Soudan du Sud : le chef des droits humains de l’ONU réclame une « action urgente » pour éviter la guerre civile

Le Haut-Commissaire des Nations unies aux droits de l’homme a appelé vendredi à une « action urgente » au Soudan du Sud, menacé selon lui par une « guerre civile généralisée ».

« Une action urgente est nécessaire pour préserver l’accord de paix et prévenir la fragmentation du pays et les cycles de représailles qui pourraient annoncer une reprise de la guerre civile généralisée », a déclaré le Haut-Commissaire Volker Türk devant le Conseil des droits de l’homme des Nations unies à Genève (Suisse).

Le Soudan du Sud, plus jeune État du monde, est en proie à la guerre, à la pauvreté et à une corruption massive depuis son indépendance en 2011.

Mais les violences se sont intensifiées ces dernières semaines entre l’armée loyale au président Salva Kiir et des milices soutenant son rival de longue date Riek Machar, placé depuis de longs mois en résidence surveillée.

En janvier, le Haut-Commissariat « a recensé 189 civils tués et de nombreux blessés, les violations des droits humains ayant augmenté de 45% par rapport à décembre », a assuré M. Türk.

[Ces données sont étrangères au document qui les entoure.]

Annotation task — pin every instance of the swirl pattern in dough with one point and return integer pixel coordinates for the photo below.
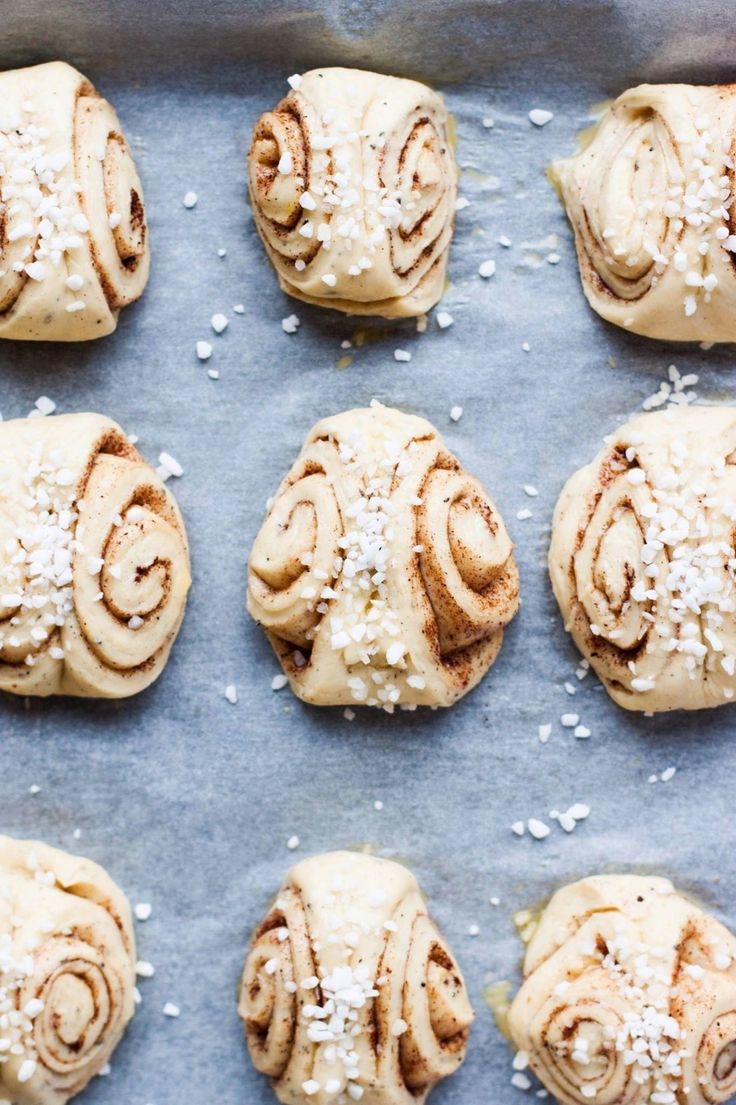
(629, 997)
(650, 200)
(94, 564)
(643, 560)
(382, 572)
(349, 991)
(73, 233)
(66, 971)
(354, 187)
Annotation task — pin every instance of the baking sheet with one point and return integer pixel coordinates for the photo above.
(188, 800)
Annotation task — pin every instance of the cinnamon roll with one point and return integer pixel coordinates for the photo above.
(629, 997)
(382, 574)
(354, 183)
(66, 971)
(349, 991)
(94, 564)
(73, 233)
(650, 200)
(643, 560)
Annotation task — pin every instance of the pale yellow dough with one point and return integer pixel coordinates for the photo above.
(354, 930)
(94, 564)
(382, 574)
(650, 199)
(73, 238)
(629, 997)
(360, 164)
(642, 560)
(67, 967)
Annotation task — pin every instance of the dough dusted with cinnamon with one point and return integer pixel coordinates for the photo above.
(94, 561)
(650, 199)
(349, 991)
(642, 560)
(382, 574)
(66, 971)
(629, 997)
(354, 186)
(73, 235)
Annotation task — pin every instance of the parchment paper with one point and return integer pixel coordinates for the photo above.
(188, 800)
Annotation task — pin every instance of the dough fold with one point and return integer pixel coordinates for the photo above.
(354, 185)
(650, 199)
(73, 234)
(382, 574)
(643, 565)
(349, 991)
(94, 564)
(629, 997)
(66, 971)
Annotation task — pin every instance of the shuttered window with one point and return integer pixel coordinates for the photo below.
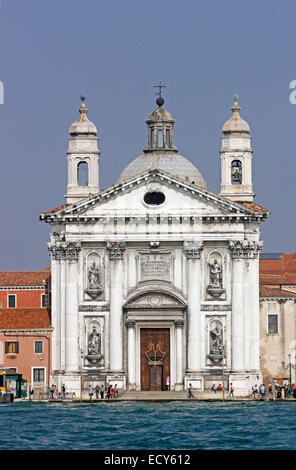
(273, 324)
(11, 347)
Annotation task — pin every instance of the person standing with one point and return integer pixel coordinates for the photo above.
(231, 391)
(116, 393)
(190, 393)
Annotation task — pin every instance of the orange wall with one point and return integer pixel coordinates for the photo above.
(24, 298)
(26, 358)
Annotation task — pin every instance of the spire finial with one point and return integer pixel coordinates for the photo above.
(160, 100)
(83, 109)
(235, 107)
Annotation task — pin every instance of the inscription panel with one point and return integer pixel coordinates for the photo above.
(156, 266)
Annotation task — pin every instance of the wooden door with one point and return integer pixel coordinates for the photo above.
(155, 358)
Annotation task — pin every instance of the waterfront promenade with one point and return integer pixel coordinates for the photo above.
(167, 396)
(124, 425)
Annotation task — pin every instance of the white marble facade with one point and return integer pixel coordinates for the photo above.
(155, 250)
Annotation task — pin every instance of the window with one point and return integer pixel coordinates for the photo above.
(38, 376)
(236, 172)
(152, 137)
(82, 174)
(160, 139)
(11, 347)
(167, 138)
(154, 198)
(273, 324)
(11, 300)
(38, 347)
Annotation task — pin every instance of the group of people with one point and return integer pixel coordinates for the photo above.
(110, 392)
(214, 388)
(53, 391)
(258, 392)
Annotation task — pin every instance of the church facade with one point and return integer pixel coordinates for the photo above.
(155, 280)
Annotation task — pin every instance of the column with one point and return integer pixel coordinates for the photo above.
(179, 351)
(131, 353)
(192, 252)
(116, 250)
(252, 290)
(55, 308)
(72, 317)
(238, 319)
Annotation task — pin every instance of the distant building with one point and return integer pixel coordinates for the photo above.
(25, 330)
(278, 316)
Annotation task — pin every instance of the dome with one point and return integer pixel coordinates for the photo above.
(236, 123)
(172, 163)
(82, 126)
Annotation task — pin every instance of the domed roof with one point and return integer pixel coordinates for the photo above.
(82, 126)
(172, 163)
(236, 123)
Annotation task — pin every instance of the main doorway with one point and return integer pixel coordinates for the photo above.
(155, 358)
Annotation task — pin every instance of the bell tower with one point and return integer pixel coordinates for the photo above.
(83, 158)
(236, 158)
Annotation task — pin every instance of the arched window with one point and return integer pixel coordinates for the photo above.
(236, 172)
(82, 174)
(152, 137)
(160, 139)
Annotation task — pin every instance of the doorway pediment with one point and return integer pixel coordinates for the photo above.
(154, 300)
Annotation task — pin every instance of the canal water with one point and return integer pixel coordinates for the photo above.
(142, 425)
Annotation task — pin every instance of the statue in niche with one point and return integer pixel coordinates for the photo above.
(216, 342)
(94, 343)
(215, 288)
(94, 277)
(94, 281)
(215, 274)
(236, 172)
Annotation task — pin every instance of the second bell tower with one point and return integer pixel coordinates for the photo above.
(83, 158)
(236, 158)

Il s’est notamment dit « horrifié » par un massacre de civils commis samedi par les forces gouvernementales et une milice alliée dans le comté d’Ayod, un des foyers des combats dans le nord de l’Etat de Jonglei.

« Des témoins ont rapporté à mes collègues que les soldats avaient ordonné aux habitants de se rassembler avant d’ouvrir le feu sur la foule, tuant 21 civils non armés, dont des femmes et des enfants », a rapporté M. Türk.

« La discipline militaire semble s’être effondrée » dans les deux camps en conflit, les troupes faisant preuve d’un « mépris quasi total pour la protection des civils », at-il fustigé.

Selon lui, son équipe a recensé plus de 5.100 personnes tuées et blessées dans le conflit en 2025, soit une augmentation de 40% par rapport à 2024.

Dénonçant des violences sexuelles endémiques, il a déclaré que les Nations unies avaient constaté « une augmentation inquiétante, atteignant 550 civils enlevés par les forces d’opposition et leurs alliés en 2025 ».

Il s’est dit particulièrement préoccupé par les discours de haine et les incitations à la violence visant des communautés et des groupes ethniques entiers.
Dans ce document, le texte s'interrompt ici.